Google+, a new way of following the web
I said in my first post on theverge.com that Google failed in the attempt in building a successful social media. It was immature of me to say such things when I hadn't explored the platform very thoroughly. After a month or so of actually using Google+, still exploring, I got to say that Google+ is great.
I don't know about others' opinion on the complete new design throughout Google's "product line", but I like it, UI wise. I like the fact that the whole UI in Google's products, while maintained simple and elegant, looks less "cheap" as before, and the kind of textured menu bar at the top looks great. And I also like the fact that I don't have ads on my home page on G+, which is kind of annoying on Facebook, although Facebook tries to keep it contained on the right side of the page, only occupying the very top of that area. I'm not saying I don't like the design of Facebook.

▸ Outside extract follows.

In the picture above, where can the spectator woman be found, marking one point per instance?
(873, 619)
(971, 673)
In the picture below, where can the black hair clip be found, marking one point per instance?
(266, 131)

I do like it, because like Google, Facebook keeps it simple and easy to navigate through your content. So I guess what I'm trying to say is that, in terms of UI, Google+ looks absolutely not bad compared to any social media I've used, which are mainly Facebook and Twitter (and I don't want to get into the discussion about the new design of the Twitter client).
Of course UI is not the only reason why I spent most of "social" life on G+ now. Although I failed to interest anyone in my "Friend" circle to move from other platform to G+, I'm having a lot of fun. Most of, or I should say almost the entire of, the content I enjoy on the G+ comes from my "Following" circle, which mainly consists of people I follow on twitter, who happen to think that G+ is also a good place to share stuff, such as theverge, Chris Pirillo, etc. Sometimes I think that it's the lack of Facebook friends, who, like many of my good friends in real life, are not as into electronics and its related technology as I do, on G+ that makes it a better place for spending my leisure time. It makes G+ more focused for me on the stuff I care about, and kind of filtered out the gibergaber that I don't really care about shared on Facebook, like what someone had for dinner, or some coffee place you think is great. I still go to Facebook and occasionally check these things, but it's not the focus of my time online. Twitter is similar in the sense of being focused. I guess the difference between G+ and twitter is that contents in G+ are organized in a more dynamic way than on twitter, since you have previews of pictures and videos can be viewed right from the page, without another click. At times when I want to quickly look through what's going on on the web today, I'll go to twitter, more likely the app, instead of the website, but if I want to have more preview of the posts in my stream before I read or watch anything, G+ would be my choice.
There are more stuff, good or bad that I'll discover with more time spent on the site, later. But I will say this now, I like Google+ more than I liked Google Buzz or Orkut. We'll see.